Another limitation of this study is that the LLMs were not trained specifically for obesity medicine diagnostics. Therefore, there were still a significant number of errors in formulating the treatment plans. However, the results may be different if the LLMs underwent training. It is possible to train a model to increase accuracy of generated data, diagnosis, and treatment options, similar to how we train human clinicians in use of AOMs.

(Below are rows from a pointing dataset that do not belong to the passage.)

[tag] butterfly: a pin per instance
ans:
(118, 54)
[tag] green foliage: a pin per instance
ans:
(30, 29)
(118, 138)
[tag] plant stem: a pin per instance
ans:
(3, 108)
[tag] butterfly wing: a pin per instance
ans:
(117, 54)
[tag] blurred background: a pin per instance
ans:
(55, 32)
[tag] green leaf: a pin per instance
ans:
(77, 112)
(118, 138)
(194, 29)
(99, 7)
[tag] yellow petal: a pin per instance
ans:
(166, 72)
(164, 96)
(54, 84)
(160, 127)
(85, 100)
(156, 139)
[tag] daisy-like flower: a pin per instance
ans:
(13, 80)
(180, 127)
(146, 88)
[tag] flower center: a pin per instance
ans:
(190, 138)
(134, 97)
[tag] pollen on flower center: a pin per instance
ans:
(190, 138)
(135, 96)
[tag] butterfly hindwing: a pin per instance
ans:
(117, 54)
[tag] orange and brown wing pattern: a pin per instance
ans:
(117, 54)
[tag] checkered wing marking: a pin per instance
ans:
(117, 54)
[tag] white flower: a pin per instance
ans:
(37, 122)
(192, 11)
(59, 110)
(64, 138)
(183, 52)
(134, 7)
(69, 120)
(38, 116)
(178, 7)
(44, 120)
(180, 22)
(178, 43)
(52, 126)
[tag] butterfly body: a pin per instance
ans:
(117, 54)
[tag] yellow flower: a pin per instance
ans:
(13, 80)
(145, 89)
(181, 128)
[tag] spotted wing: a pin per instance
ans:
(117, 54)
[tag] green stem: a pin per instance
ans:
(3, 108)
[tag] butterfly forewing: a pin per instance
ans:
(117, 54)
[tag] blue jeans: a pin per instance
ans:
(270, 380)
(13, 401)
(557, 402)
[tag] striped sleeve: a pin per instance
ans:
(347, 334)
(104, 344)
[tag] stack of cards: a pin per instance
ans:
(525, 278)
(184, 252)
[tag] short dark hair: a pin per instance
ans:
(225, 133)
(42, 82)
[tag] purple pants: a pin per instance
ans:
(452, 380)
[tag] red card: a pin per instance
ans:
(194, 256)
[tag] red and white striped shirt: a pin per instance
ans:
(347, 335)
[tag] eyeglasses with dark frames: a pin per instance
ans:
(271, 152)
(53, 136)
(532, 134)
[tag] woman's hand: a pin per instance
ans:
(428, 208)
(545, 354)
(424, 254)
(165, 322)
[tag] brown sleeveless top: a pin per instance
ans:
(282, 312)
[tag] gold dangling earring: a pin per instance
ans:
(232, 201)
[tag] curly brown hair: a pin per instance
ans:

Based on these results, many LLM tools are not yet ready to act as the primary decision maker for AOMs. Providers should counsel patients that LLMs and other AI tools should never be used alone to diagnose or treat medical conditions, and patients should always consult with a trained physician to discuss risks and benefits of different medications for overweight and obesity.

Conclusions

AI is emerging as a promising tool for information synthesis and clinical problem solving in medicine. However, none of the LLMs tested in this study had >55% matching rate with obesity expert clinicians for AOM choices. Safety and accuracy concerns persist due to hallucinations and unsafe medication choices. Therefore, it is premature to use any of the four LLMs we tested in this study (GPT-4o, Llama3, Gemini1.5, and Claude3.5 Sonnet) as clinical decision support tools for AOM prescribing. At the same time, our study highlights that LLMs can offer meaningful perspectives on clinical decisions for obesity treatment, including ideas that clinicians might not typically consider. Matching rates and safety concerns can be addressed through fine-tuning, retrieval-augmented generation, detailed prompt engineering, and/or the integration of real-world data into LLMs. Rigorous validation will be essential to ensure their dependability and safety before these models can be utilized in clinical settings to guide obesity treatments.